Often, the output is preconfigured for input to one of the chipmaker’s microcontrollers or DSPs. In fact, a complete reference design is usually available. All that is left for the end-product manufacturer to do is to decide which features to implement at which price points and to create a package design that will wrap around the electronics.
Forces for Change
This chipmaker business model seems to be common around the world. The only difference is that in Europe, Japan, and Korea, where IC makers may be part of a larger, vertically integrated organization, the prime customers for new chips may be internal, while for North American chip companies, the customers tend to be manufacturers in China.
For analog design engineers, this change in product integration has altered the career landscape. Except for engineers involved in industrial control and, to some extent, in mil-aero and telecom companies, the jobs that once involved bench design have evaporated.
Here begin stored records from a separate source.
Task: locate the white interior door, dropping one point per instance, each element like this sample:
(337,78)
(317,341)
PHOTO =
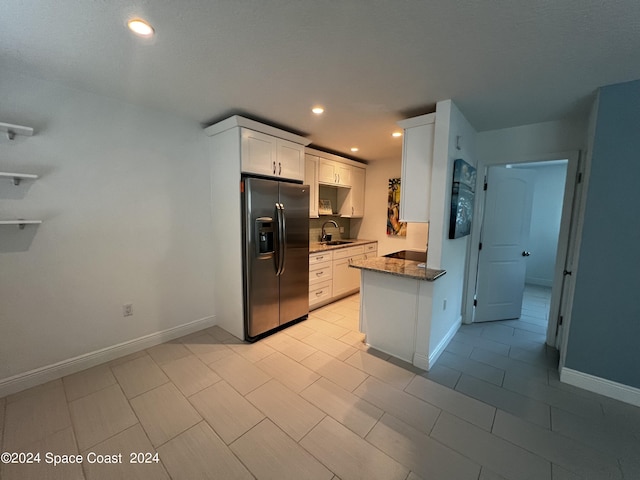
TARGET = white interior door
(505,237)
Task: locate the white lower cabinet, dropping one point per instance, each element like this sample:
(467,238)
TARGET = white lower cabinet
(320,293)
(330,276)
(320,278)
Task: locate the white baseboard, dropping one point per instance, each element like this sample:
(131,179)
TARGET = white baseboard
(433,356)
(41,375)
(541,282)
(605,387)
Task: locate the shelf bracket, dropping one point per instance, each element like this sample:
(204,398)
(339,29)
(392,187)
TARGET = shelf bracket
(13,130)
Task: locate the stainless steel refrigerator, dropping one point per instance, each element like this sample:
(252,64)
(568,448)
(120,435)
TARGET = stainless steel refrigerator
(275,254)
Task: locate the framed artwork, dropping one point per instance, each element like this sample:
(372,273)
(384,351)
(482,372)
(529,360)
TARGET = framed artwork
(462,197)
(394,225)
(324,207)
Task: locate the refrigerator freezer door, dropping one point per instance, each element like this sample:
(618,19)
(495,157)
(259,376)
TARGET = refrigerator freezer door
(260,238)
(294,279)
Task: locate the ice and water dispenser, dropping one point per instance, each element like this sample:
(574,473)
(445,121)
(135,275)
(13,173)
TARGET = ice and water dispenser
(264,230)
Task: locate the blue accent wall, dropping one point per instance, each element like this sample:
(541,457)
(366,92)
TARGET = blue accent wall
(604,338)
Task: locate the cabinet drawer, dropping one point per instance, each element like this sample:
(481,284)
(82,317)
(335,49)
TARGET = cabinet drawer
(370,247)
(322,273)
(319,293)
(320,257)
(348,252)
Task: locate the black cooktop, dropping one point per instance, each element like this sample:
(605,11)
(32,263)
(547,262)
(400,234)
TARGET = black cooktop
(409,255)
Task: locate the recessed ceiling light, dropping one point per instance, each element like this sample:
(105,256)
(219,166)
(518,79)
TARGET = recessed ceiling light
(140,27)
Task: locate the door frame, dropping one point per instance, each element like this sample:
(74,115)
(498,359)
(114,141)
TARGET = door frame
(566,243)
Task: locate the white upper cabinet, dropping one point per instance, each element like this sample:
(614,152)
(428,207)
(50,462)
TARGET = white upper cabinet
(263,154)
(290,160)
(311,179)
(334,173)
(417,160)
(352,200)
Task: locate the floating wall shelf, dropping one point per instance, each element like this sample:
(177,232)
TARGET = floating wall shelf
(13,130)
(18,177)
(20,222)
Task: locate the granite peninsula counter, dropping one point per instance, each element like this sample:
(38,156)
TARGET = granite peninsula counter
(399,267)
(396,300)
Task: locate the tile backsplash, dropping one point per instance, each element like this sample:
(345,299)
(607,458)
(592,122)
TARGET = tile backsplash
(315,228)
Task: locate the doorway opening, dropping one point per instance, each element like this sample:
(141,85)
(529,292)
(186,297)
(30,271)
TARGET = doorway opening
(539,297)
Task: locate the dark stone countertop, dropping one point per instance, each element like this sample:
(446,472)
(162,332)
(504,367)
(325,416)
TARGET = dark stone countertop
(399,267)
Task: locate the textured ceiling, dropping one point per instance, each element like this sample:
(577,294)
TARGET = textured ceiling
(369,62)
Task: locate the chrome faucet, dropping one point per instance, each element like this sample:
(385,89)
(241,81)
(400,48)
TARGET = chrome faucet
(324,234)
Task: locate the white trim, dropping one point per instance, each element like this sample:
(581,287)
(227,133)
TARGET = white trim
(433,357)
(238,121)
(41,375)
(605,387)
(421,361)
(539,281)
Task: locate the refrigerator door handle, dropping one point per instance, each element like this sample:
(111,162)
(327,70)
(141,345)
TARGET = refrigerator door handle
(281,239)
(283,243)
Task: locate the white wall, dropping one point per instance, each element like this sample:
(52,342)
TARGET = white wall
(374,224)
(450,255)
(124,194)
(530,142)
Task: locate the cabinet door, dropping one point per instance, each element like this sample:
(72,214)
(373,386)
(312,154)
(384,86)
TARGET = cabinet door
(327,173)
(259,153)
(290,160)
(346,279)
(417,159)
(357,191)
(343,173)
(311,179)
(351,200)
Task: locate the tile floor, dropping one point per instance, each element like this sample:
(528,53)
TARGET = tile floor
(313,402)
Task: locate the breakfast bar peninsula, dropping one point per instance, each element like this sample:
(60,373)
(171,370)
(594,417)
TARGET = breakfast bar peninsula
(396,299)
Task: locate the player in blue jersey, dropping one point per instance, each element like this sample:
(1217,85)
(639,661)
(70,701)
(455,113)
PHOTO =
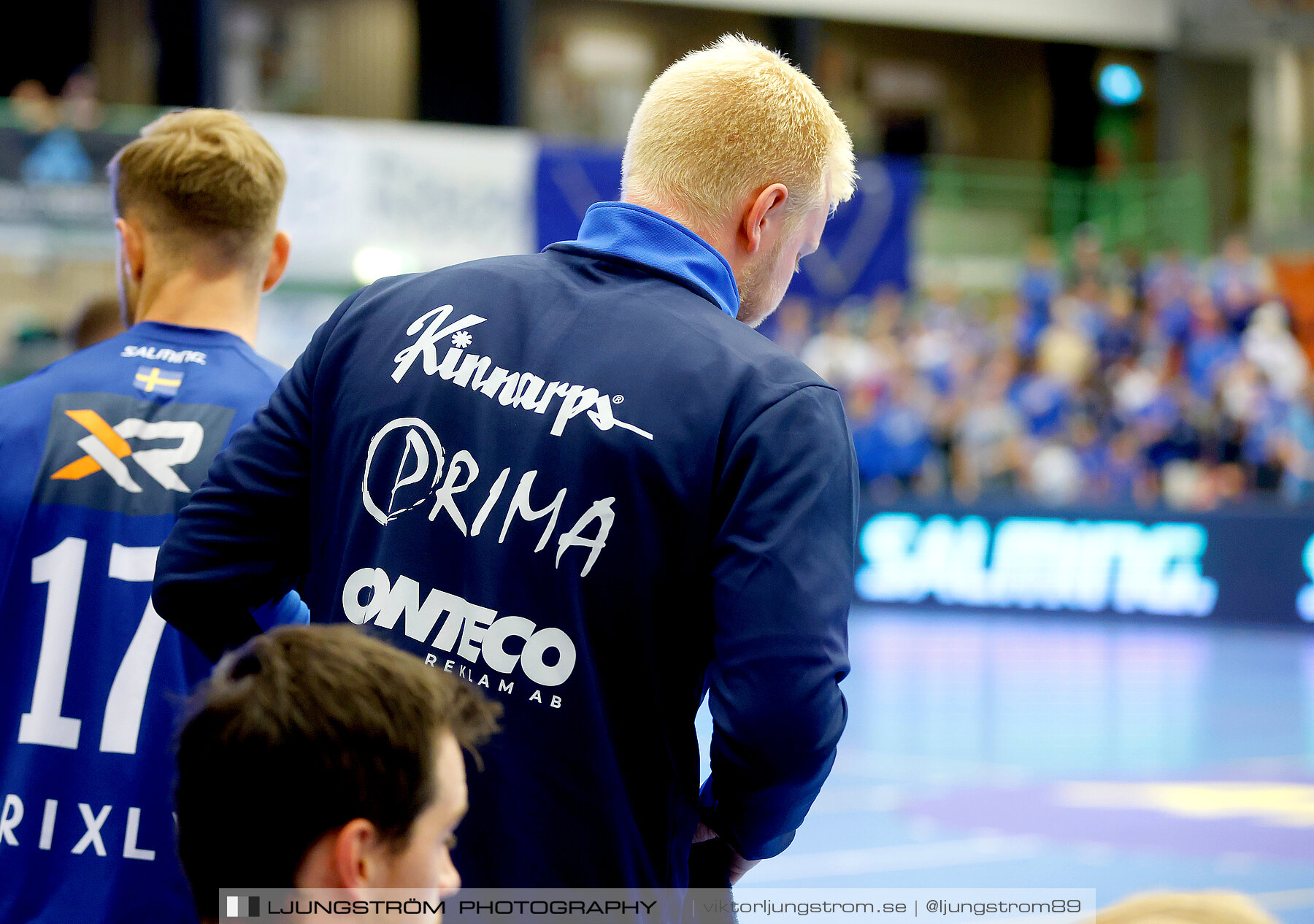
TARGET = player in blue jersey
(100,453)
(583,482)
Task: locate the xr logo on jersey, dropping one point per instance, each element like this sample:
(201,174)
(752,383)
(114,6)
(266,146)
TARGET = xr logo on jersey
(87,458)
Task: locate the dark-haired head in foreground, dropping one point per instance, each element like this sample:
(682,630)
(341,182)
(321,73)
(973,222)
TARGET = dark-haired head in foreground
(320,758)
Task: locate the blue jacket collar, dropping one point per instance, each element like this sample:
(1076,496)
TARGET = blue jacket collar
(643,236)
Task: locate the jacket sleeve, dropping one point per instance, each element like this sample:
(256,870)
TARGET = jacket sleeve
(243,538)
(783,561)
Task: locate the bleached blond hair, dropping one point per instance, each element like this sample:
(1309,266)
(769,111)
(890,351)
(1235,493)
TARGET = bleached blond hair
(731,118)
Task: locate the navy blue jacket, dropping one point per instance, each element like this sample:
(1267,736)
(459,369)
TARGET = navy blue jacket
(578,482)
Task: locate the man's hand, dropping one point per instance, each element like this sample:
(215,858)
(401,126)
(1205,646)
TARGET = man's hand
(736,866)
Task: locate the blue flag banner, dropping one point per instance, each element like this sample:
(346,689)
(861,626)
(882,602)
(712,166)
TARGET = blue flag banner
(568,182)
(867,246)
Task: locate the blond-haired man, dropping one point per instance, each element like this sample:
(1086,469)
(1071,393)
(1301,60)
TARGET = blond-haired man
(583,482)
(100,451)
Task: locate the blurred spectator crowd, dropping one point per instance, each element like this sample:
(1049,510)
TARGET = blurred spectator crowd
(1099,380)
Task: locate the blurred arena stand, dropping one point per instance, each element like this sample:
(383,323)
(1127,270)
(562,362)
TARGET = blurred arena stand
(1071,310)
(1077,275)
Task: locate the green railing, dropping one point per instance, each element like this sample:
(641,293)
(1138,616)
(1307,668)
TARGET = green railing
(974,207)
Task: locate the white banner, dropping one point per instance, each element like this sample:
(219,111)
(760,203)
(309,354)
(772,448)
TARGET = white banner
(371,199)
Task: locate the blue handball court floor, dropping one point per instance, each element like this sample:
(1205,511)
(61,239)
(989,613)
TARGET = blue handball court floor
(988,751)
All of the companies that I have spoken with agree that analog design opportunities have migrated inside the chip companies, where analog engineers may be mixed-signal chip designers or application engineers, either inside or in the field.
The story of how this state of affairs came to pass takes some telling. Obviously, the relentless shrinking of IC design rules, generation by generation, enabled greater integration. But that same relentless shrinking created enormous headaches as operating and allowable input voltages shrink along with feature size.
Refining analog chip design in the analog domain alone probably stopped around the 0.35-µm generation. Ever since then, it has been necessary to accommodate what are essentially noise problems with tricks in the digital domain.
In fact, that design-rule shrinkage has been one of the drivers toward mixed-signal integration. Interfacing a signal-conditioning amp to an ADC no longer can be left to customer engineers, who aren’t intimately familiar with the quirks of the process technology and the often proprietary techniques that have been implemented at all stages of the signal chain.
Chipmakers that don’t want customers complaining that their products can’t achieve their datasheet characteristics in real-world designs must hide their interfaces inside the chip package. Even then, it’s unlikely that the performance of the final product is going to be improved by a customer’s tinkering with the layout developed at the factory.
Hence, we find reference designs complete down to Gerber plots and armies of field application engineers to explain to customers why they really don’t want to save half a cent per board by using cheaper capacitors.